Dan kalau kita memahami makna ilah, maka kita akan mengetahui bahwa apa
yang dilakukan oleh si fulan atau masyarakat fulani itu adalah
mempertuhankan selain Allah.
Ilaah, definisinya adalah: Apa yang engkau tuju dengan sesuatu hal dalam rangka mencari manfaat atau menolak bala (bencana).
Kalimat “dengan sesuatu hal” adalah suatu tindakan atau suatu perbuatan. Dengan contoh:
Contoh 1:
Batu
besar (ini adalah sesuatu), lalu orang datang menuju ke batu besar
tersebut dengan sesajian, bisa berbentuk cerutu, kopi pahit, atau
rujak-rujakan, atau apa saja, ataupun bekakak ayam. Batu ini adalah
sesuatu yang dituju oleh orang tersebut dengan suatu hal tadi (sesajian,
cerutu, dll) pasti ada maksudnya, karena tidak mungkin seseorang
menyimpan sesajian-sesajian pada batu besar tersebut dengan tujuan agar
dimakan semut. Tidak… bukan itu maksudnya, akan tetapi maksudnya adalah
sebagai bentuk mencari manfaat atau tolak bala.Adayang minta dijauhkan
dari bala (bencana), karena menurut keyakinannya bahwa pada batu besar
itu ada yang menunggunya.
Ketika orang tadi melakukan
tindakan pada batu besar itu dengan persembahan-persembahan tadi dalam
rangka tolak bala atau minta manfaat, berarti batu besar ini adalah
ilaah yang dipertuhankan selain Allah, sehingga pengucapan Laa ilaaha
illallaah itu adalah tidak benar… bohong !, dengan kata lain orang
tersebut belum muslim meskipun dia shalat, shaum, zakat, haji, dan
lainnya.
Contoh 2:
Pohon besar, dituju oleh
seseorang atau masyarakat dengan sesuatu hal tadi (sesajian-sesajian).
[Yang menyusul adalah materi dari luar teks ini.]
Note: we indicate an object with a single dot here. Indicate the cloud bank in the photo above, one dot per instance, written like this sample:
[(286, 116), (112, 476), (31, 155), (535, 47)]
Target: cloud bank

Pasti ada maksudnya, kalau bukan tolak bala berarti meminta manfaat.
Berarti
disini pohon besar itu adalah dipertuhankan selain Allah dengan kata
lain bahwa orang yang melakukannya itu telah melanggar Laa ilaaha
illallaah atau dia belum muslim, karena seharusnya dia meninggalkan hal
itu.
Contoh 3:
Dewi Nyi Roro Kidul… biasanya orang
pantai selatan, mereka datang ke pantai tersebut menuju Nyi Roro Kidul
dengan suatu hal seperti “Pesta Laut”, dengan cara melemparkan
makanan-makanan ke laut untuk persembahan ke Dewi Nyi Roro Kidul, kata
mereka ada maksudnya… apa? yaitu tolak bala atau cari manfaat.
Disini
berarti Nyi Roro Kidul itu adalah ilaah, yang telah dipertuhankan
selain Allah. Mereka yang melakukan pesta laut itu adalah orang-orang
musyrik ! bukan orang-orang muslim.
Contoh 4:
Di
sebagian masyarakat ada yang berkeyakinan bahwa Dewi Sri itu adalah Dewi
Padi. Petani datang ke sawah dengan membawa kelapa muda atau
rujak-rujakkan atau terkadang tumpeng, lalu disimpan di pematang sawah.
Buat siapa…? Kata mereka buat Dewi Sri.
Dewi Sri adalah
sesuatu yang dituju oleh orang atau oleh petani tersebut dengan suatu
hal tadi (sesajian-sesajian) apa maksudnya…? Kalau bukan tolak bala
berarti meminta manfaat agar panennya berhasil atau supaya tidak
adahama, dst. Berarti Dewi Sri ini telah dipertuhankan selain Allah, dan
berarti orang-orang tersebut telah melanggar Laa ilaaha illallaah,
dengan kata lain belum muslim.
Contoh 5:
Orang mau
membuat rumah, di mana kata masyarakat bahwa di daerah yang akan
dibangun rumah itu terdapat jin penunggunya. Ketika membuat rumah, maka
orang tersebut menuju sesuatu itu (jin) dengan sesuatu hal berupa tumbal
(seperti : memotong ayam lalu dikubur sebelum dibuat pondasi rumah)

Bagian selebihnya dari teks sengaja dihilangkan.